Below are some prompting principles:
- Clear instructions
- Check if conditions are satisfied
- Use of delimiters
- Format the output in a structured format (JSON, Markdown, …)
- Few-shots prompting: give a sample on tuples of (inputs, output) and query a new input - Thinking process
- Specify the steps to follow for the problem-solving task
- Instruct the model to work out its own solution before rushing to a conclusion
Prompting involves an iterative process in which we aim to clarify and refine instructions to achieve improved results. It is a dynamic and ongoing effort to enhance the guidance given to the system for more effective outcomes.

It’s interesting to note that the selection between prompt engineering, fine-tuning, or training depends primarily on the specific use case and its requirements. The necessary data and resources will correspondingly increase as you move from one task to another.
Applications
LLMs have found applications in many domains giving their capacity to generate textual content in a very human-like style. The graph below summarizes some of the most famous uses of LLMs:

- Summarization: is the task of shrinking the size of the textual input, it can be based either on a word limit, targeted information, or for a specific audience.
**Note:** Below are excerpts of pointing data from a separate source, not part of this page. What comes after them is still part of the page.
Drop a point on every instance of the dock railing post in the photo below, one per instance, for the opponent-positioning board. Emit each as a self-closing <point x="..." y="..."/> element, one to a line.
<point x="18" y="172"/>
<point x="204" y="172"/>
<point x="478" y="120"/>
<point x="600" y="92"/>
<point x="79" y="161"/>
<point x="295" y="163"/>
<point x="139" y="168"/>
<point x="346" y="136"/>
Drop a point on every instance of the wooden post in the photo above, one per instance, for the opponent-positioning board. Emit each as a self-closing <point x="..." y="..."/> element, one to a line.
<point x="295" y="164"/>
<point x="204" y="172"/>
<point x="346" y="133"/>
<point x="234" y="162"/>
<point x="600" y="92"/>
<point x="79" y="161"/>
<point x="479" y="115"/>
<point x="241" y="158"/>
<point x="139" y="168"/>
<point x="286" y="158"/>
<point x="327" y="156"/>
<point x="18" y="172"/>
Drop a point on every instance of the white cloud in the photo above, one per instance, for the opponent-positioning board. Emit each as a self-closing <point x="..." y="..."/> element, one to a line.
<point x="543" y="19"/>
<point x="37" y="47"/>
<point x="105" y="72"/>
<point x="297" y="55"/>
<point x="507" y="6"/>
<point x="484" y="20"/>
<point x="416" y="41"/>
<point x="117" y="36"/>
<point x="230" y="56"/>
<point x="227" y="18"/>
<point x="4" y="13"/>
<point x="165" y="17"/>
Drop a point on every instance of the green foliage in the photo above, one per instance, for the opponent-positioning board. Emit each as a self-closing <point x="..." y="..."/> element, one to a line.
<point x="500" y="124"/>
- Inference: refers to the task of extracting insights from the text with the option of specifying the format of the output.
- Transformation: can update/re-write the input or even translate it
- Expansion: is one the most interesting productivity-gain features of using LLMs allowing to generate emails, communications, and even ideas for brainstorming session
These applications showcase the high potential of LLMs and project the impact that they could have on a technical level when dealing with NLP tasks which could also reflect on the business level given the new and significant features and possibilities that they unclock.
Conclusion
Large Language Models (LLMs) are shaping a new paradigm in our approach to NLP tasks, showcasing unprecedented flexibility and accuracy. This dynamic field is marked by continuous research and development, with new LLMs consistently emerging and being ranked on almost a weekly basis.
2024 will mostly be the year of small/nano LLMs that would run on small devices and specialize in specific tasks. Phi-2 and The Rabbit R1 are all promising signs of this year’s trend and I’m personally looking forward to what’s coming next!